JAKARTA – Peluang pergerakan publik ketika masa Angkutan Natal dan juga Tahun Baru ( Nataru ) 2024/2025 mencapai 110,67 jt orang. Puncak arus mudik diperkirakan terjadi ada 24 dan juga 31 Desember 2024.
Hal ini disampaikan Menteri Perhubungan Dudy Purwagandhi pada Rapat Kerjasama Level Menteri Persiapan Nataru 2024/2025 yang mana dilakukan di dalam Kementerian Koordinator Area Pembangunan Orang juga Kebudayaan Republik Indonesia (Kemenko PMK), hari terakhir pekan (22/11/2024).

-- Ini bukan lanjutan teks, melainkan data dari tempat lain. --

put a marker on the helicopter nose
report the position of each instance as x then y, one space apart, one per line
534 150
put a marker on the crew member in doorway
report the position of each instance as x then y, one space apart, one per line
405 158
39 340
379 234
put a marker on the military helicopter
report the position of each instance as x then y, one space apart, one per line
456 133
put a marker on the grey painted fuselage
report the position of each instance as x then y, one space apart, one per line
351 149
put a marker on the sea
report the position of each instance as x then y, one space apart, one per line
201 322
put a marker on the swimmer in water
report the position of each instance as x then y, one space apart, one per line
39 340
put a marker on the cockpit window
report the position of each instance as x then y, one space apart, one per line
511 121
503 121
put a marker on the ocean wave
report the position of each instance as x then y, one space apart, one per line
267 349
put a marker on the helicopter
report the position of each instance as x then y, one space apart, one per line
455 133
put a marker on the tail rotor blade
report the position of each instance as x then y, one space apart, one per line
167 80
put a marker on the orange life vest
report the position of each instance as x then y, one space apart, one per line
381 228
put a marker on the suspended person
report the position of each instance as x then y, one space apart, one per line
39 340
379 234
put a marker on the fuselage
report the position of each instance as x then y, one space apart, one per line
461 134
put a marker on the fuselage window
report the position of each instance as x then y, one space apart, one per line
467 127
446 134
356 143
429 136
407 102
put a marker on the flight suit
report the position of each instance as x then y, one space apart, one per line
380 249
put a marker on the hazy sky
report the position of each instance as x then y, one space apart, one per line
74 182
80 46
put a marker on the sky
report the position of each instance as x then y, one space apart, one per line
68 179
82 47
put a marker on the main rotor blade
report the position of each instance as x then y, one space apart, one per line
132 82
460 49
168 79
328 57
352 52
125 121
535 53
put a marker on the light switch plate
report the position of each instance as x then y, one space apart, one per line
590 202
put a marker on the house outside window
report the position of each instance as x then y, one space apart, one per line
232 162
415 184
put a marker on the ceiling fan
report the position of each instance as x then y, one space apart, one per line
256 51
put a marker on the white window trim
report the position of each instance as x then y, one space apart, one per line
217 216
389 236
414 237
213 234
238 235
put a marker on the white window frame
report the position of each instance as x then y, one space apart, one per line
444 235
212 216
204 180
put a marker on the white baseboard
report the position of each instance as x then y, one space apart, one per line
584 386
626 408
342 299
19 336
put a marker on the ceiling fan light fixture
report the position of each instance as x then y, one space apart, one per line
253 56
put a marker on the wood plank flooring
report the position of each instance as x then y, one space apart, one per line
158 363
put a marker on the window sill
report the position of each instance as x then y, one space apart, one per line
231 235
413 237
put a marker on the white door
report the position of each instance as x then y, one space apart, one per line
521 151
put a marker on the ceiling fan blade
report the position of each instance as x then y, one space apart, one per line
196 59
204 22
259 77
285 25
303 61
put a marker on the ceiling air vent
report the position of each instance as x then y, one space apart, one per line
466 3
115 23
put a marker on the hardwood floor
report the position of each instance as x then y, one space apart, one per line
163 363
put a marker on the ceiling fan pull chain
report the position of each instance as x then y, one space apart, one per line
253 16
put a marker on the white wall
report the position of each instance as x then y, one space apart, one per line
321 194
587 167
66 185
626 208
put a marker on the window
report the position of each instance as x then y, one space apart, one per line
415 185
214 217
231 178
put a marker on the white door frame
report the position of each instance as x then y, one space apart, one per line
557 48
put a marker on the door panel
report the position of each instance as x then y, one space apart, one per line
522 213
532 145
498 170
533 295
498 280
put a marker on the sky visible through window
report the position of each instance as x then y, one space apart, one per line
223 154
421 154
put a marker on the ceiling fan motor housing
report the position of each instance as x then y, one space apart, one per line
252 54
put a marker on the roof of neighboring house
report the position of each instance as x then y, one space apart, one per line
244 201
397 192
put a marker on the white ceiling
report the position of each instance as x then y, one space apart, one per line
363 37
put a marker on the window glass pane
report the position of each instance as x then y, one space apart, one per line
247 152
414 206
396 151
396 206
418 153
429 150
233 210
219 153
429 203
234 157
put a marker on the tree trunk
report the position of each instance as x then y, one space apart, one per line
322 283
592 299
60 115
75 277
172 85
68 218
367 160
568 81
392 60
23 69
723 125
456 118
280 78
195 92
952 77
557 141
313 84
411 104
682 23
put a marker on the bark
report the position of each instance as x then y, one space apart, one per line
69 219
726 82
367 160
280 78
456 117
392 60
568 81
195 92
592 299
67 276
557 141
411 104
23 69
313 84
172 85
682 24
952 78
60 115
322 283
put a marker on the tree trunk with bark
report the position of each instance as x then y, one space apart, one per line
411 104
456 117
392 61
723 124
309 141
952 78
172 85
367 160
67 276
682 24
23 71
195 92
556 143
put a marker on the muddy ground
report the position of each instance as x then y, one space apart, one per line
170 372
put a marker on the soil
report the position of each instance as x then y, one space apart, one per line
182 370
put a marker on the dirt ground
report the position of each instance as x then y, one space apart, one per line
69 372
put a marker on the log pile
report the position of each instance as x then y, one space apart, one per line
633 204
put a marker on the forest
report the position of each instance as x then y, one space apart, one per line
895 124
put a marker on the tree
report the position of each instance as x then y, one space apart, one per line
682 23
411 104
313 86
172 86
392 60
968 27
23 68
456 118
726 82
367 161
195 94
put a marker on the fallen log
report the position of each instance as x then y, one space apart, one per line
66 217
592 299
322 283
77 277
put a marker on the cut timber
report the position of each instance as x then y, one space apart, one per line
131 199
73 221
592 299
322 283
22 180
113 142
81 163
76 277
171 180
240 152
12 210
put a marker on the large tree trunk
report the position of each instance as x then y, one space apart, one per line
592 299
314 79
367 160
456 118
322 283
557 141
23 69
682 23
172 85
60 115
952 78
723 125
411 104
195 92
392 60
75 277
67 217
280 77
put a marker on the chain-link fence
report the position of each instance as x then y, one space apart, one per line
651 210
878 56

“Kami telah melakukan survei. Hasilnya, kemungkinan pergerakan penduduk pada waktu Nataru 2024/2025 mencapai 110,67 jt orang. Sebagian besar pergerakan terjadi dalam Pulau Jawa, termasuk aglomerasi. Jumlah inilah yang dimaksud kami antisipasi,” ujar Menhub.
Prediksi puncak arus pergi pertama akan terjadi pada Selasa, 24 Desember 2024, sedangkan prediksi puncak arus pergi kedua terjadi pada Selasa, 31 Desember 2024. Adapun prediksi puncak arus balik akan terjadi pada Rabu juga Kamis, 1-2 Januari 2025.

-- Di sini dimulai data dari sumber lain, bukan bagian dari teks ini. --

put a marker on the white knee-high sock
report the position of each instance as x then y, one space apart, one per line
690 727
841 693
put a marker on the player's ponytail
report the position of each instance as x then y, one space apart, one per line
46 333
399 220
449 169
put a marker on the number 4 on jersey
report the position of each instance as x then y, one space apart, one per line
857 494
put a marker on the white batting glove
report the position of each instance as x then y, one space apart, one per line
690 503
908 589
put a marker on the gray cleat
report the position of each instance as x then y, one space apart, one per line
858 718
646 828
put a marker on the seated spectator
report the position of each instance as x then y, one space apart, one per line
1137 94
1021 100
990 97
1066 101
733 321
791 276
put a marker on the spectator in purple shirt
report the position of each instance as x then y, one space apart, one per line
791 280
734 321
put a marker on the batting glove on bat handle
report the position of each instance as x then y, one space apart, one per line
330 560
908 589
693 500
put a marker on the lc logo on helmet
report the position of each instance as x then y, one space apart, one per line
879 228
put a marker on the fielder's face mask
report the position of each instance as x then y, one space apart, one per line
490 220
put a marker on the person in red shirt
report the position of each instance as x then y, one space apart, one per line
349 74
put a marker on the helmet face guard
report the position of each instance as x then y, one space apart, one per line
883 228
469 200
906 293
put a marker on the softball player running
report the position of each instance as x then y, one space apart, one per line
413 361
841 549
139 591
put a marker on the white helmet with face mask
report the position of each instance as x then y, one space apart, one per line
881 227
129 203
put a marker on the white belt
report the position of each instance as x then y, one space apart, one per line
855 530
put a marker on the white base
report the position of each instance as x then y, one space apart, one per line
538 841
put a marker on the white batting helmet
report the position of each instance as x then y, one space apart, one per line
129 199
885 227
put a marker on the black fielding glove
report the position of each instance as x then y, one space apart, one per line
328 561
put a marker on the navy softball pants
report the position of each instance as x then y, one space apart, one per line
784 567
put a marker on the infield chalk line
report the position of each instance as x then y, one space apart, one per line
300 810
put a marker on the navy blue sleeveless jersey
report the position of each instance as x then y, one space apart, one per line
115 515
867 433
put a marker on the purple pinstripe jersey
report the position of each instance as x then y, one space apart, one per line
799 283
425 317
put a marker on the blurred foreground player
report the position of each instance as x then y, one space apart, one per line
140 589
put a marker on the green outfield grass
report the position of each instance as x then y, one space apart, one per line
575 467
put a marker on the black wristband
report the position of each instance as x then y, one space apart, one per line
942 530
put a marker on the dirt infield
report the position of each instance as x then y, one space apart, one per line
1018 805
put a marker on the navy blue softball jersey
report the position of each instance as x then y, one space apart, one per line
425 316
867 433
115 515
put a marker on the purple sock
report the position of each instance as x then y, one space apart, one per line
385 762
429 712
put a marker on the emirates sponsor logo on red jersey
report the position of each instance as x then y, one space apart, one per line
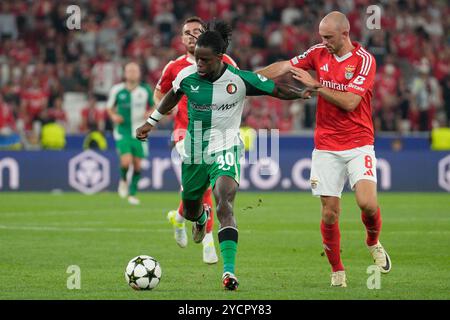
333 85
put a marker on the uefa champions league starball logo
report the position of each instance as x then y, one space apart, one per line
89 172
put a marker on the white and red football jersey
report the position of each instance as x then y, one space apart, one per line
164 84
337 129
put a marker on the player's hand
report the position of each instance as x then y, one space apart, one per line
116 118
143 131
305 78
308 92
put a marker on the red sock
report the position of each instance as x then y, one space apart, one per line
331 238
181 208
373 227
208 200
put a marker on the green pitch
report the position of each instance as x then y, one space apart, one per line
279 252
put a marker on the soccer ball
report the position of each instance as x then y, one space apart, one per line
143 273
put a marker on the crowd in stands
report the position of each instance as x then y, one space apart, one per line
42 60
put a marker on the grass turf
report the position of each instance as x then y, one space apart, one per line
279 252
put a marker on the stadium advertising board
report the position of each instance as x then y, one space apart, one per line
90 172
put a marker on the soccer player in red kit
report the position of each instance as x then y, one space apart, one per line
344 134
191 30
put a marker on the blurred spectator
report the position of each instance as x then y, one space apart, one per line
7 120
33 100
57 113
92 119
425 97
105 73
35 44
8 22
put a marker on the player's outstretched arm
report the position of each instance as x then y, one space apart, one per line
347 101
275 69
288 92
168 102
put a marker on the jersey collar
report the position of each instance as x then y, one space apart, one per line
189 59
347 55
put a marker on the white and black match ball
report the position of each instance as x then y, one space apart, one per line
143 273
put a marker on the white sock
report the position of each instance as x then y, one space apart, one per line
179 218
208 238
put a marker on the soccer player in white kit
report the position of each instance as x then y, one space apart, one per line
344 134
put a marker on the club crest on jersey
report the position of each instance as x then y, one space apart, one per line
231 88
349 71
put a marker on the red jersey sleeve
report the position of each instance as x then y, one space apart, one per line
364 75
306 59
165 82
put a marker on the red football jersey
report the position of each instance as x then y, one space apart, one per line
337 129
164 84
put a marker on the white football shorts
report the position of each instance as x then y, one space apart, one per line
330 169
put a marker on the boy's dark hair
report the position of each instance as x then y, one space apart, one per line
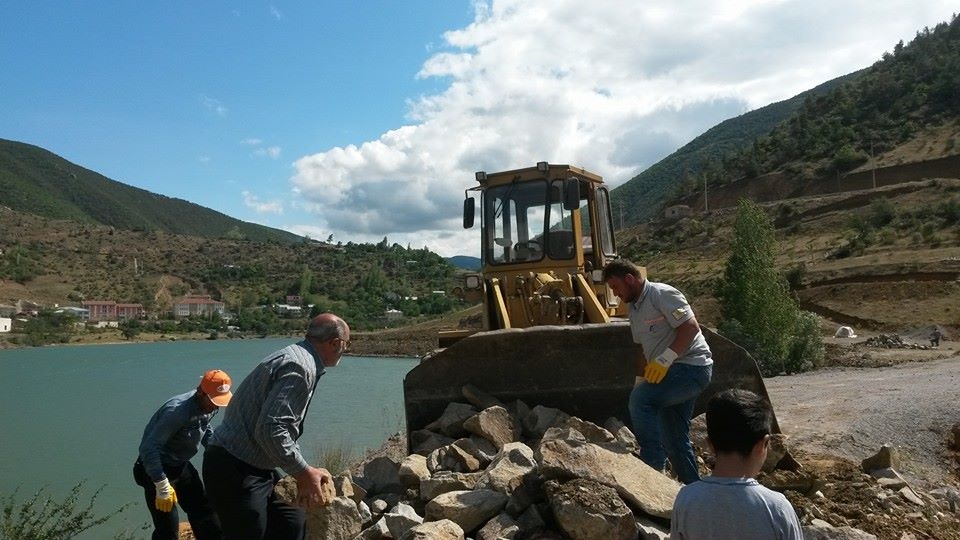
620 268
736 420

Pada kesempatan yang mana sama, Menteri Koordinator Area Pemberdayaan Orang serta Kebudayaan (Menko PMK) Pratikno menyampaikan rapat koordinasi yang tersebut dilaksanakan untuk melakukan konfirmasi pergerakan publik selama Nataru 2024/2025 berlangsung aman, nyaman, lalu lancar. Menurutnya, ada berbagai hal yang harus diantisipasi sampai level yang mana sangat detail.

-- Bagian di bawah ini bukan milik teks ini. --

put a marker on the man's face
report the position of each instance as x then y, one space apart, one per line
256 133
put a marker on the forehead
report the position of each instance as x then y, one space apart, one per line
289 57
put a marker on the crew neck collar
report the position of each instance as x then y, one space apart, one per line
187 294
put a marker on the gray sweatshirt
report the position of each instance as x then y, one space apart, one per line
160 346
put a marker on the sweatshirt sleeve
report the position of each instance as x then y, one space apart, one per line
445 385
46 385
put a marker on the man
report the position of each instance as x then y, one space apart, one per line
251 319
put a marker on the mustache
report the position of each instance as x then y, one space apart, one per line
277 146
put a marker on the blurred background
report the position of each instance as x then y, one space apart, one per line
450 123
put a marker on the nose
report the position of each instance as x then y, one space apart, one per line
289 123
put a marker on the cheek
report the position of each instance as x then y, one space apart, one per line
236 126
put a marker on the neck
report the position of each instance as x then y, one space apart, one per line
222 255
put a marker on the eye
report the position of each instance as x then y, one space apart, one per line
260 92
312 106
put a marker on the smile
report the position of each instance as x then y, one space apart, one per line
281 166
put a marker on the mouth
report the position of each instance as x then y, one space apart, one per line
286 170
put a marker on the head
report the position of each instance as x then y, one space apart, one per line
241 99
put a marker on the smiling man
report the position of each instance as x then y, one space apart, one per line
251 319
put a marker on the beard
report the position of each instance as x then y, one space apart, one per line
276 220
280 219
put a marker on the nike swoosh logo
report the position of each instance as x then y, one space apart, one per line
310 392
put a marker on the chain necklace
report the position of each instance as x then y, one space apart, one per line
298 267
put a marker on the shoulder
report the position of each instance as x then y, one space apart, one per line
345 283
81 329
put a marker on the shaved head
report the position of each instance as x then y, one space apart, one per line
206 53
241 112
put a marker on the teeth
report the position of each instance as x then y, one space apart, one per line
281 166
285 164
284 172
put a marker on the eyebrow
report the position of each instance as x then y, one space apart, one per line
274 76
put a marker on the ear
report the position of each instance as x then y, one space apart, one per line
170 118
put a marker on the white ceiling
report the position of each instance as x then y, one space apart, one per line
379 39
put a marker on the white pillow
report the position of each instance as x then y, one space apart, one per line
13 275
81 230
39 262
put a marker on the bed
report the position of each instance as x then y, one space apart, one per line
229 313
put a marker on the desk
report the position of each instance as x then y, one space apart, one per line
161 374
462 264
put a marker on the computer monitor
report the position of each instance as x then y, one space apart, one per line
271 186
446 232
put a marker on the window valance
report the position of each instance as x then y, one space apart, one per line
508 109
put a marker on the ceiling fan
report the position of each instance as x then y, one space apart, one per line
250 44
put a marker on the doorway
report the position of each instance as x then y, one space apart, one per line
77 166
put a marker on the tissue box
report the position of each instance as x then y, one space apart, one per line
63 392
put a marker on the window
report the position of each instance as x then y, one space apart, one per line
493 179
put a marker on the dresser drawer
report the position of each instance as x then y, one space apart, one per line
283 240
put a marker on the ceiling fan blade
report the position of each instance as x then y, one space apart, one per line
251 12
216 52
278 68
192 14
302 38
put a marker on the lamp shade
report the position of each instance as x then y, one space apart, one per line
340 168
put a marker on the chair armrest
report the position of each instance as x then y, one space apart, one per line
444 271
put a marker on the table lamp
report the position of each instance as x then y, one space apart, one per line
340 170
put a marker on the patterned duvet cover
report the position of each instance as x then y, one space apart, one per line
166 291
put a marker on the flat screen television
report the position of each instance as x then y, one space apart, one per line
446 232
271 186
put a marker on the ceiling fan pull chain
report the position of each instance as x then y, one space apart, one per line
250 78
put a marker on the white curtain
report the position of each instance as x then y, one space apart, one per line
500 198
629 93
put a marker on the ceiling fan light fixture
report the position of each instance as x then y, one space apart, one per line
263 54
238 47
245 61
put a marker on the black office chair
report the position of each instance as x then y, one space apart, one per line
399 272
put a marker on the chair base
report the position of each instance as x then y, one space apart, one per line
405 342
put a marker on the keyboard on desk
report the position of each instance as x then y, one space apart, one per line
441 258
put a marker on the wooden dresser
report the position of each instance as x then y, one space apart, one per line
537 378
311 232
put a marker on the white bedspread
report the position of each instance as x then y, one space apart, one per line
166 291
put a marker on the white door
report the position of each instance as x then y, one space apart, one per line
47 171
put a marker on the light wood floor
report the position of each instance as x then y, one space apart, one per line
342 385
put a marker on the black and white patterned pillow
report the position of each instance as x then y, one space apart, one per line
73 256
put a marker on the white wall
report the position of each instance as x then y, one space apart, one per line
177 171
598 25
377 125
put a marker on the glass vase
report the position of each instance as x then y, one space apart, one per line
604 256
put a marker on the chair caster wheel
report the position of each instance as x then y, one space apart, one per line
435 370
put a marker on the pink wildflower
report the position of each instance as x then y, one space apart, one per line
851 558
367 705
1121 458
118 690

“Tantangan pertama adalah kita memasuki musim hujan. Kemudian juga ada peluang bencana hidrometeorologi. Sehingga, hujan berlebih kemudian lain-lain itu juga harus kita antisipasi,” kata Pratikno.
Menko Pratikno mengungkapkan rapat yang digunakan dijalankan juga mengeksplorasi beberapa orang moda transportasi yang mana akan digunakan publik ketika masa Nataru 2024/2025, baik itu darat, laut, kemudian udara. Dalam hal ini, kesiapan infrastruktur jadi perhatian yang tersebut utama.
Turut hadir Menteri Dalam Negeri Tito Karnavian, Menteri Agama Nasaruddin Umar, Panglima TNI Jenderal TNI Agus Subiyanto, kemudian Kapolri Jenderal Listyo Sigit Prabowo.